Von Steffen Könau 09.09.2016, 18:05
Der KZ-Mann Ernst Heinicker wurde in Waldheim verurteilt.
Der KZ-Mann Ernst Heinicker wurde in Waldheim verurteilt. dpf

Halle (Saale) - Als das Landgericht München II den ehemaligen KZ-Wachmann John Demjanjuk vor fünf Jahren wegen Beihilfe zum Mord zu fünf Jahren Haft verurteilte, war der Täter 91 Jahre und seine Taten lagen fast 70 Jahre zurück. Warum nicht früher? Warum erst jetzt, wo die meisten Beschuldigten längst tot sind? Es ging doch auch anders, behaupten Dieter Skiba und Reiner Stenzel in ihrem Buch „Im Namen des Volkes“ (Edition Ost, 29,99 Euro), das die auf DDR-Seite geführten Verfahren gegen Nazi- und Kriegsverbrecher auf 450 Seiten erstmals systematisch aufführt.
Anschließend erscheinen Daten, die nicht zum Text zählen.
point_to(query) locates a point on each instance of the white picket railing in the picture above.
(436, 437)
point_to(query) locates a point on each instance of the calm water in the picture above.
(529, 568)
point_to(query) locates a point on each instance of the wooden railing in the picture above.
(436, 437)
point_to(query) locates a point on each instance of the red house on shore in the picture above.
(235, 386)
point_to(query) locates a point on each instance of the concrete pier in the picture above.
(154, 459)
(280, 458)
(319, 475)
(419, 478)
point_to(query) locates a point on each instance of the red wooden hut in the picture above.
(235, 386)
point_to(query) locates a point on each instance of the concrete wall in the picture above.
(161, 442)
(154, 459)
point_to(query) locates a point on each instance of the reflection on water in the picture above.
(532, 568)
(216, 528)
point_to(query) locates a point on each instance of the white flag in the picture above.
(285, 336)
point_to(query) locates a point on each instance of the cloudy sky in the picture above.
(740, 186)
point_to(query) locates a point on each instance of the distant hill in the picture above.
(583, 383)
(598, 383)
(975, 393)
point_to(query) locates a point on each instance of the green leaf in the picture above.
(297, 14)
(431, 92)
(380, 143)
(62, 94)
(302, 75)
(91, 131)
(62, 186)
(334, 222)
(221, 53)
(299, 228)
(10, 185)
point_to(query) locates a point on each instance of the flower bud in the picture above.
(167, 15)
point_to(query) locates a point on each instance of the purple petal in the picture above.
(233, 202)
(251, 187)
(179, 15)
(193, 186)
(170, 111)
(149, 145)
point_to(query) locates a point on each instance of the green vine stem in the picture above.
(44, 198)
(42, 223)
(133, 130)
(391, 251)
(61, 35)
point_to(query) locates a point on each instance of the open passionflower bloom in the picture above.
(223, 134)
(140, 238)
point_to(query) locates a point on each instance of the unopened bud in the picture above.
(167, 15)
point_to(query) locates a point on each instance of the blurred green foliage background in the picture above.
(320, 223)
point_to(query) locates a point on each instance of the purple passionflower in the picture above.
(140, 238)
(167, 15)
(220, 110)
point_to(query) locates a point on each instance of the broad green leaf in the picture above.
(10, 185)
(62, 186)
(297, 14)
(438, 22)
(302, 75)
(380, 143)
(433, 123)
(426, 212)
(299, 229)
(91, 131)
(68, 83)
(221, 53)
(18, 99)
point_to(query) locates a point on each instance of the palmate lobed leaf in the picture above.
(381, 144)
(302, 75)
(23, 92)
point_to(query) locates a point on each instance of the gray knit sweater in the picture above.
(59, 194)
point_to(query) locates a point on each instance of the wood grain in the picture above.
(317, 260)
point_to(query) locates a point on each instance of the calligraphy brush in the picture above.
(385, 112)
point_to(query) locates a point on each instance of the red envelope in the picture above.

In der DDR gab es mehr Nazi-Verfahren

Beispielhaft, wie die beiden Autoren meinen, die einst selbst als Mitarbeiter der Hauptabteilung Untersuchung beim Ministerium für Staatssicherheit nach alten Nazis gefahndet hatten. Während in der ersten Bundesregierung nach dem Krieg mehr Nazis gesessen hätten als in Hitlers Kabinett, habe die DDR konsequent aufgeräumt und „an Nazi-Verbrechen beteiligte Personen ermittelt, überführt und verurteilt“. Die Zahlen sprechen eine deutliche Sprache: In der viermal kleineren DDR gab es mehr Verfahren gegen Altnazis und auch mehr Verurteilungen. Ein Umstand, den Skiba und Stenzel nutzen, im Kampf um die Deutungshoheit über die Geschichte den alten Gesang vom besseren Deutschland DDR anzustimmen.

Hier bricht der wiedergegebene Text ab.